Endpoint conclusion:

no study available

Additional information

Acute toxicity: via oral route

In an acute oral toxicity study performed according to the OECD Guideline 420 and in compliance with GLP, a single dose of 2000 mg/kg bw of the test substance was given by oral gavage to a group of 5 female Wistar rats. Animals were then observed for mortality, clinical signs and body weight changes for 14 days, and were all sacrificed for macroscopic examinations.

No mortality occurred during the study. No clinical signs related to the administration of the test item were observed during the study. The body weight evolution of the animals remained normal throughout the study. The macroscopic examination of the animals at the end of the study did not reveal treatment related changes.

Rat Oral LD50 >2000 mg/kg bw.

Under the test conditions, the oral LD50 of the test substance is >2000 mg/kg bw in rats therefore it is not classified according to the Regulation (EC) N° 1272-2008 and according to the GHS. No signal word or hazard statement is required.

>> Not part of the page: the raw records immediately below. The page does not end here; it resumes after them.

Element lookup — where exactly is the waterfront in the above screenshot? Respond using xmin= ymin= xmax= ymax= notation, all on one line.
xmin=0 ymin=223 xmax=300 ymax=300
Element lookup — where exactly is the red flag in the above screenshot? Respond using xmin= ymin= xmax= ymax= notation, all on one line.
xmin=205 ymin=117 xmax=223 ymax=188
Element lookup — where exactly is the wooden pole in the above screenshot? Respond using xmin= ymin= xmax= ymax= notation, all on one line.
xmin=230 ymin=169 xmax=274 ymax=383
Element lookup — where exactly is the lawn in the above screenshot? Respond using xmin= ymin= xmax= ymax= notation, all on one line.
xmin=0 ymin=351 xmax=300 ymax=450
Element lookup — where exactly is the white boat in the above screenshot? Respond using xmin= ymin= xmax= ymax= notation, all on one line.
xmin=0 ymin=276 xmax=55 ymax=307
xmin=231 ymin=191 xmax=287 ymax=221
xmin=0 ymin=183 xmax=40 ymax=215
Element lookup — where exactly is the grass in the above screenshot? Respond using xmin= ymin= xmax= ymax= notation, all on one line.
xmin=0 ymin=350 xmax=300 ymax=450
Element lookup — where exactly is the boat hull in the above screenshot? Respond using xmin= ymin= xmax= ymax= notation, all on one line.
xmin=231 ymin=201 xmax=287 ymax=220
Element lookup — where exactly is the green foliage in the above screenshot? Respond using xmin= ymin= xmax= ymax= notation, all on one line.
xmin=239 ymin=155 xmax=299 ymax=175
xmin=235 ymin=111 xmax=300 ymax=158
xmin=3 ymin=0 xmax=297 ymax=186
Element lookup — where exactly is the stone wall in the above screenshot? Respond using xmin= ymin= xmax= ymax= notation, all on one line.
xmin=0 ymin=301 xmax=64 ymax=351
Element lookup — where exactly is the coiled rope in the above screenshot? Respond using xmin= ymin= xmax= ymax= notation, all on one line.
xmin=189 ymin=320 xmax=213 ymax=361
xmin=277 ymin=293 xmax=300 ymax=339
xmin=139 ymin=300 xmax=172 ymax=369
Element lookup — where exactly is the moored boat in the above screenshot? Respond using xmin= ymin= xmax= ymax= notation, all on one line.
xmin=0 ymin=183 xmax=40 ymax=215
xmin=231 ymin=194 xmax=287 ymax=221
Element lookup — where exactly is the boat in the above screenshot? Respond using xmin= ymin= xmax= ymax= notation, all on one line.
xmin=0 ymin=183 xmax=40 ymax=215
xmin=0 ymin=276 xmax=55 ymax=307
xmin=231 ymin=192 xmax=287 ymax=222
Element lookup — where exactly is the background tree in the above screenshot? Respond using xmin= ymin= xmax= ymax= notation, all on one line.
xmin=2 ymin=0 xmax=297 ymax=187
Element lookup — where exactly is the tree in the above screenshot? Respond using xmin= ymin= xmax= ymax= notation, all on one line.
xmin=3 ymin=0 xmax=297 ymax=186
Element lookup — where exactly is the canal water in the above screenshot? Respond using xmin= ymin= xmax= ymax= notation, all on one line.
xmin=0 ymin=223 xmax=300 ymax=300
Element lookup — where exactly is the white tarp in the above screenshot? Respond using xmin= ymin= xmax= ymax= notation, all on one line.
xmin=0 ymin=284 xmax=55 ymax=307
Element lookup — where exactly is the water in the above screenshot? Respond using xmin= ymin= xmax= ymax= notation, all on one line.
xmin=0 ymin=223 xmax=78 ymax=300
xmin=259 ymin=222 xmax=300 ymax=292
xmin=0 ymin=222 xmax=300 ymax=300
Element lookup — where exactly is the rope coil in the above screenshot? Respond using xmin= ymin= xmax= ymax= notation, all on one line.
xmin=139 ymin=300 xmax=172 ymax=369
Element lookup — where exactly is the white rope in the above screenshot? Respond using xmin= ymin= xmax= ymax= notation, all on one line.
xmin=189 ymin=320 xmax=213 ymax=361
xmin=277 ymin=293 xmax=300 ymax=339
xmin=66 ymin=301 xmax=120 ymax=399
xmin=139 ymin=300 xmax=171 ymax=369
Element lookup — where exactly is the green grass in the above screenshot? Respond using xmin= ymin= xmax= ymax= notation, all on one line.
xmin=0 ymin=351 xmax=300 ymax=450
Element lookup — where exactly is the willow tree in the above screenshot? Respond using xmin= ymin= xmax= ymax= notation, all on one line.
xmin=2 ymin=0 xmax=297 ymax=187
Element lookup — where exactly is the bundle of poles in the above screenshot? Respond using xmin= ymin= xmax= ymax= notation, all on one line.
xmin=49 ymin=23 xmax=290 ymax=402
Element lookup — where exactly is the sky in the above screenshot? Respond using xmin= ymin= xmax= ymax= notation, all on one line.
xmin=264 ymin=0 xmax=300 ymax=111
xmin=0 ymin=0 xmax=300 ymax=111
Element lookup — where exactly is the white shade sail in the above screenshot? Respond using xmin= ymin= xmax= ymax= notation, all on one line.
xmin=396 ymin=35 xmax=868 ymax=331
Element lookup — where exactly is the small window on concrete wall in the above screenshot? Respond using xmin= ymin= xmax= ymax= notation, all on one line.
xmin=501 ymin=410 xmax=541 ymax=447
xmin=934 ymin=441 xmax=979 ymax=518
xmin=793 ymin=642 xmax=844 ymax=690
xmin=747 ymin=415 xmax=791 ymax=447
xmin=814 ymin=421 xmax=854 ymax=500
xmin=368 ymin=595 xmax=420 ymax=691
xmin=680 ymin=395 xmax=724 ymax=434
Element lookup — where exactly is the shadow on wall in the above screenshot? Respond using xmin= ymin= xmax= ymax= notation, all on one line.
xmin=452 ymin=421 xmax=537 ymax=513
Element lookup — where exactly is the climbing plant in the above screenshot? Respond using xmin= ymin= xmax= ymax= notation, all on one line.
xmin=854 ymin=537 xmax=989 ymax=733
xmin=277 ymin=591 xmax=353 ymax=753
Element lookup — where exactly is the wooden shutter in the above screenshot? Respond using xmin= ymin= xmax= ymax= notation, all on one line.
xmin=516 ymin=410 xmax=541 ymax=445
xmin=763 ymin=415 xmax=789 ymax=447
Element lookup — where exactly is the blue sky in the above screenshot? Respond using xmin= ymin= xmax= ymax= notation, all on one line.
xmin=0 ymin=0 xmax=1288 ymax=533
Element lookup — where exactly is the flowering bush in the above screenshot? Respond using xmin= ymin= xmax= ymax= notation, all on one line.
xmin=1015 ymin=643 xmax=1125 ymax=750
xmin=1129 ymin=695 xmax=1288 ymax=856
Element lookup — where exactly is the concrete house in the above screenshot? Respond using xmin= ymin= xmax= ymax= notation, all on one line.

Justification for classification or non-classification

Harmonized classification:

The registered substance has no harmonized classification according to the Regulation (EC) No. 1272/2008.

Self-classification:

Acute toxicity via Oral route:

Based on the available information, the registered substance is:

- not classified according to the Regulation (EC) No. 1272/2008 and GHS.

Acute toxicity via Dermal route:This information is not available

Acute toxicity via Inhalation:This information is not available.

Specific target organ toxicity: single exposure (Oral):

The classification criteria according to the Annex VI of the Regulation (EC) No. 1272/2008 as specific target organ toxicant (STOT) – single exposure, oral are not met since no reversible or irreversible adverse health effects were observed immediately or delayed after exposure and no effects were observed at the guidance value (oral) for a Category 1 classification (C ≤ 300 mg/kg bw) and at the guidance value (oral) for a Category 2 classification (2000 mg/kg bw ≥ C > 300 mg/kg bw). No classification is required.

Specific target organ toxicity: single exposure (Dermal): This information is not available

Specific target organ toxicity: single exposure (Inhalation): This information is not available.

Based on its physical state, the registered substance is not classified for aspiration hazard.